Illinois Staats-Zeitung -- January 15, 1872The Fire Boundaries
Saturday evening a meeting took place in Alderman Carney's corner store on Illinois and Market Streets...No paper except the Illinois Staats-Zeitung had announced the meeting. The Irish especially, complained bitterly that the Times sacrifices so completely the interests of its readers and party members and simply ignores a citizen's meeting on the North Side.
Some hot heads even swore they would lynch the first policeman who should dare to arrest a father of a family who builds a wooden hut on his plot.
"In our district no houses burn down," some said, "because each of us lives in his own house and looks out. In other sections fires used to break out when business was bad."
At eight o'Clock Alderman Carney introduced Mr. Hesing, who said:2
"This meeting has been called by Mr. Carney in a desire to receive instructions from his constituents as to how he shall vote next Monday night in the city council on the ordinance which would make the fire boundaries coincide with the city confines.
I, myself have badly suffered through the Chicago fire....In the course of a month I will have ready three houses in Erie Street. Accidentally I still had the necessary means after the great disaster; they are wooden houses on high pales - 'tinder boxes' in the expression of the English papers. Before the fire I was a shareholder of three fire insurance companies that no longer exist - as is hardly surprising. Three weeks ago I insured my three houses and paid a premium of two percent. My newspaper office and printing shop are in brick buildings on West Randolph Street; they cost me four per cent fire insurance. This goes to show that the best insurance companies will hardly leave Chicago if wooden houses are built on the North Side.3
This is no joke to forbid the sixty thousand inhabitants of the North Side to build such houses as those were in which they lived and were satisfied these last twenty-five years. West of North Wells Street real estate is so cheap that it hardly pays to construct valuable brick buildings, and the owners can hardly get more in mortgages than a simple wooden house costs. If they are forbidden to build wooden shacks they will be forced to throw their property away at fifty percent or seventy-five percent less than it was worth before the fire. They will have to move, and the streets, with their sewage system, gas and water pipes, for which they helped to pay, will profit only greedy speculators....

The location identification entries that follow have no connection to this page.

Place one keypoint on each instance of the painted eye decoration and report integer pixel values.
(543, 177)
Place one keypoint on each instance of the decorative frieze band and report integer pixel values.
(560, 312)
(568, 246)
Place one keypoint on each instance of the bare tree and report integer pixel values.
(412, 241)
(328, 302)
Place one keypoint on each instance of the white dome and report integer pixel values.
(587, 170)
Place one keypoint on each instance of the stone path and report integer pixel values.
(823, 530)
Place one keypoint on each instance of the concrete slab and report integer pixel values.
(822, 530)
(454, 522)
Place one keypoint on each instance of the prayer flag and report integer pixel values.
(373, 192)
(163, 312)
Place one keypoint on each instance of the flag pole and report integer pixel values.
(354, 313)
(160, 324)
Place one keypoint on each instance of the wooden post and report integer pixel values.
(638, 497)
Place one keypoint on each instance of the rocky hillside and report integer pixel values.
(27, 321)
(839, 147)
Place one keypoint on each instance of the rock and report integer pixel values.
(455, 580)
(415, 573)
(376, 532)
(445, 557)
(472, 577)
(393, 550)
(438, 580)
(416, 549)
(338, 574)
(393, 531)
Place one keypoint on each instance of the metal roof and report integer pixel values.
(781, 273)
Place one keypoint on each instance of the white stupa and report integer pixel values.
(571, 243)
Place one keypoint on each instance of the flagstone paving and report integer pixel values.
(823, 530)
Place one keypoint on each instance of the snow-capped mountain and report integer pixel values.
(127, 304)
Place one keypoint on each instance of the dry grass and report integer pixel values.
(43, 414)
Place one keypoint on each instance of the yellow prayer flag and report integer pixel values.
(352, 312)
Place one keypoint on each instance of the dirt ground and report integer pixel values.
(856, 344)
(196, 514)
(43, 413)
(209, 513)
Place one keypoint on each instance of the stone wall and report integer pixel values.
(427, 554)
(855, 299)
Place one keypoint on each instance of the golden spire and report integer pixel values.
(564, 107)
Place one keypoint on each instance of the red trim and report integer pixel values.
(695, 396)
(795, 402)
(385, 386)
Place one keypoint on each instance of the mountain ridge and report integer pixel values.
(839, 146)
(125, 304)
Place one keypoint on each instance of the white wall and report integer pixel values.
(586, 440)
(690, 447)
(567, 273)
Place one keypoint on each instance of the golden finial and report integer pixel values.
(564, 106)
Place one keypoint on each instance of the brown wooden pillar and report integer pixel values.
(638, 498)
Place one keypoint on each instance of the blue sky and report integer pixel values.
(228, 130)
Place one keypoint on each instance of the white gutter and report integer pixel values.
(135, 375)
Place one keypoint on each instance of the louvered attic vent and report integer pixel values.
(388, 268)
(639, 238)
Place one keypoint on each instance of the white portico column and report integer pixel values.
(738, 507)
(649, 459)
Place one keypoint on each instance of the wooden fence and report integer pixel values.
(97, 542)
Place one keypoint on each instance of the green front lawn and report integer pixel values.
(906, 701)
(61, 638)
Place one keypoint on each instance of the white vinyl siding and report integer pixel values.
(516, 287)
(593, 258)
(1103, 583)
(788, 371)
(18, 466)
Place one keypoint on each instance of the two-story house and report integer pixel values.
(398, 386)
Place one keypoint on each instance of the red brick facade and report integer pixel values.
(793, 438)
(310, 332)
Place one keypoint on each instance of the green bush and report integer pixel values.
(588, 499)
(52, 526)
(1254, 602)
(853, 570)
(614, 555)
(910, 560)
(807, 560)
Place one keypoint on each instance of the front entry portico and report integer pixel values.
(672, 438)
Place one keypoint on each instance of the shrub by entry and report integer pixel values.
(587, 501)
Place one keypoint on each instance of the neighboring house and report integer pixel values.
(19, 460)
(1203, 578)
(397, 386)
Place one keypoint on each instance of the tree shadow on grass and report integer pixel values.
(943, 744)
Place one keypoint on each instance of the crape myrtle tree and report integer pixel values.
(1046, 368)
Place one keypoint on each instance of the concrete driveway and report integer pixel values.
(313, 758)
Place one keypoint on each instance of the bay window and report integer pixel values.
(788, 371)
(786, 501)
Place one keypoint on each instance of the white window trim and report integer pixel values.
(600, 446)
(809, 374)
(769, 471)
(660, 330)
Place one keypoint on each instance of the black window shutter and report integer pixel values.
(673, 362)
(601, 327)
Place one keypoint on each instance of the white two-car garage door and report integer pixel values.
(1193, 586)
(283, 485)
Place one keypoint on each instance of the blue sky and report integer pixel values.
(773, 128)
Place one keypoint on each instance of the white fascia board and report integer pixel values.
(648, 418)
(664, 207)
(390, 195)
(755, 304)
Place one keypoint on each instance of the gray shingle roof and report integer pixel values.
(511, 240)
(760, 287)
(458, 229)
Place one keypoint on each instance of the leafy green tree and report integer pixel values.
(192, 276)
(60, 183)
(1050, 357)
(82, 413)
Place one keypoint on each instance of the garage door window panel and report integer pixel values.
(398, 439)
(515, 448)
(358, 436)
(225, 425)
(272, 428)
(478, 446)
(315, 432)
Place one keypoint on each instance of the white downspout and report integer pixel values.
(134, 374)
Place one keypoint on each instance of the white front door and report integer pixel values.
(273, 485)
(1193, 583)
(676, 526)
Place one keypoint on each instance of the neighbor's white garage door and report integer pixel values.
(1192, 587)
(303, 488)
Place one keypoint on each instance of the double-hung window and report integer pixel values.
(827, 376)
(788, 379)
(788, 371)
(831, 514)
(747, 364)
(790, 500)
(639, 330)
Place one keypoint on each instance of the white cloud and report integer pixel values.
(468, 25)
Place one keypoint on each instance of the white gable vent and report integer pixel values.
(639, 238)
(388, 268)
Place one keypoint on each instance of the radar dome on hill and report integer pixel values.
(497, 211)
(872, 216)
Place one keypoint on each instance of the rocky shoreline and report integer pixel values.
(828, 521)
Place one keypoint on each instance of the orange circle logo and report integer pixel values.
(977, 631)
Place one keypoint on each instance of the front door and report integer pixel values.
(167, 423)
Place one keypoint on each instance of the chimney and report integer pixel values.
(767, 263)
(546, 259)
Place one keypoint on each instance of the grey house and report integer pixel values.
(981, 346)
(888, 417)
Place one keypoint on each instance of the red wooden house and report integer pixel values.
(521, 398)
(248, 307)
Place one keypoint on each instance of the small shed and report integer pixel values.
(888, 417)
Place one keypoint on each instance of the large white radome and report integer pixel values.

Mayor Medill read his message to me, before it was communicated to the City Council. I said to him, - "Mr. Medill you are much too one-sided in this matter. You must permit the people to build their huts on their plots to their best ability, otherwise the tenement house system will rise, the curse of New York and of the European capitals".... 4I maintain that the wooden houses are not at all responsible for the fire, but the witless system in our fire department.
....All the talk about fire boundaries and tinder boxes is empty noise, in order to divert the attention of the people from the true cause of the burning of the North Side. If the Buildings Council had provided our water-works with a fireproof, the waterworks would not have burnt down and we would have had sufficient water to keep the fire from reaching the North side. Why did Fire Marshall Williams not come to the North Side to tear down a few blocks, as people did on the South side, with the result of completely preventing the spread of the fire even without water?..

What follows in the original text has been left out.